8. Did I mention I'd really rather be knitting right now?

9. One of the other apartments in our building (there are four) is being foreclosed on. At least, the condo association got notice of this last week--apparently they have not paid their mortgage in six months. This is the family that had a second family move in with them in the spring, and has not been paying their assessments either, even though the water bills have suddenly gone through the roof because a) they have 10 people in there at least and b) apparently they have some leaking plumbing that they are not dealing with because, well, they're not paying the water bill, so why should they care about the leak?

This will, of, course, mean that we will have a foreclosure/for sale sign in front of our building at some point, which will make it a lot harder for us to sell this place if we decide to. I'm trying to just accept that if and when we sell we will simply not see any money from the sale. And reminding myself that there are worse ways to lose, oh, $70k or so. Medical bills, for example, would be worse. Years of unsuccessful fertility treatments? Fleeing the country from religious persecution and having one's assets nationalized by Nazis? Running through all our savings because of unemployment? That'd be worse too--at least we both have good resumes to show for our hard work, if not a lot of money. And we've been living in an apartment that we like, with extra-large-capacity washing machines AND a dishwasher. Worth thirty or forty thousand right there, surely.

Oh well. It's only money, right? And we have enough of it every month to live and be well on. Gam tzu l'tova.

Tuesday, October 06, 2009

Negotiation: A Play in One Act

SCENE: the kids' room.
TIME: bedtime.

BARAK and ABBA are on their way to a simchas bais ha'shoeva. AVTALYON is in his crib, basking in pluggies and blankies, and IYYAR, in train pajamas, is sitting on his train bed, banging AVTALYON's light-up Spiderman shoes on the side of same. IMMA is sitting in glider rocker, attempting a normal bedtime with only 2/3 the usual contingent of children.

IMMA: Iyyar, should we say shma now?

AVTALYON: Maaaaa! Yellll!

IYYAR: Not yet.

IMMA: Let's say sh'ma and then you can listen to a CD. Which CD do you want to listen to?

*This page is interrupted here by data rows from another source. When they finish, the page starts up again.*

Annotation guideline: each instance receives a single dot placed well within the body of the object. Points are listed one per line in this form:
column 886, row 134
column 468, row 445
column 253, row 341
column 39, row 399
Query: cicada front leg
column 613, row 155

IYYAR: Let's listen to the CD first.

IMMA: We can't listen to the CD first. If we put on a CD we can't say sh'ma. Which CD do you want to listen to after we say sh'ma? Do you want the pirate one?

IYYAR: No.

IMMA: Okay, so which one do you want?

IYYAR: I want a shark one.

IMMA [flummoxed]: We don't have a shark one.

IYYAR: C'I have a shark one anyway?

IMMA: Well, no, because we don't have a shark CD.

IYYAR: C'we buy it? C'we buy a shark CD in the store?

IMMA: I don't think so, sweetie.

IYYAR: Why not?

IMMA: I don't think there are any shark CDs in the store.

IYYAR [with conviction]: Ackshully there is. There is a shark CD.

IMMA: I don't think so. I'm pretty sure there isn't.

IYYAR: Why not?

IMMA: Sharks can't really sing.

IYYAR: Oh. Then I want a Dr. Doomshtein one.

IMMA: Okay.

Thursday, October 01, 2009

I guess someone likes school


"Imma! Imma, can I run! Can I run, Imma?!"

I love watching three-year-olds run--they do it with all of their limbs at once.